素衣妇人沉吟一番“假如真如你所言,花觉完好下的山。那么他下山前所有发生的事,我都要知道。相应的,我给你一半薛家的资料。”
“真的?”晏诗讶异极了。这比起方才来,难度可是大大降低了不少。这般算来,这桩买卖她可是占了大便宜。

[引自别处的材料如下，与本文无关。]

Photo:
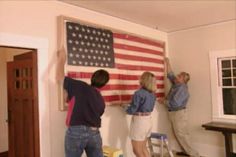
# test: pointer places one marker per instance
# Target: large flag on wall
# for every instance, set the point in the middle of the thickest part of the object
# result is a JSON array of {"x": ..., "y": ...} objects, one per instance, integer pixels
[{"x": 124, "y": 56}]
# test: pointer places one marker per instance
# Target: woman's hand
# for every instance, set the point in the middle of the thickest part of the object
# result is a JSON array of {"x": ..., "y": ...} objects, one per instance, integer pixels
[{"x": 161, "y": 100}]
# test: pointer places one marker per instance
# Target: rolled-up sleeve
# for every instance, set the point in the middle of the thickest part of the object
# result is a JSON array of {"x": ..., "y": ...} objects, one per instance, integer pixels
[
  {"x": 67, "y": 85},
  {"x": 181, "y": 96},
  {"x": 133, "y": 107},
  {"x": 171, "y": 76}
]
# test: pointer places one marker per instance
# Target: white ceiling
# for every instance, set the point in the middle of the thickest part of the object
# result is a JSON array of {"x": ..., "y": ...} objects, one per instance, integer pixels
[{"x": 165, "y": 15}]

素衣妇人似乎看透她心中所想,“不必觉得亏欠我。我方才所说,只是花觉下山的情况。若是你查出花觉确于山上遇害,而你又不查到底,那么,一条薛家信息我都不会给你。我说得,够清楚了吗?”
晏诗心下发沉,下意识收紧了拳头,“你就这么笃定,花觉在山上遭遇了不测?”
对方冲她嗤笑一声,并不回答。
这明明白白的嘲讽,她若再看不出来就是个傻子。
“我既已然应了此事,你手上还有什么线索,不如一并说出来吧。”
“你既不信,又何必问。挑拨之名,我可担不起。”
晏诗越发笃定对方定还有某些线索,直指凤鸣楼。否则单凭这些空穴来风的推测,她断然不会下如此大的筹码。
“信与不信,我自会判断。可是现在咱们是一伙的,你也总该知无不言言无不尽才是啊。夫人心胸似海,何必跟我计较,”晏诗说着,替对方倒了杯茶。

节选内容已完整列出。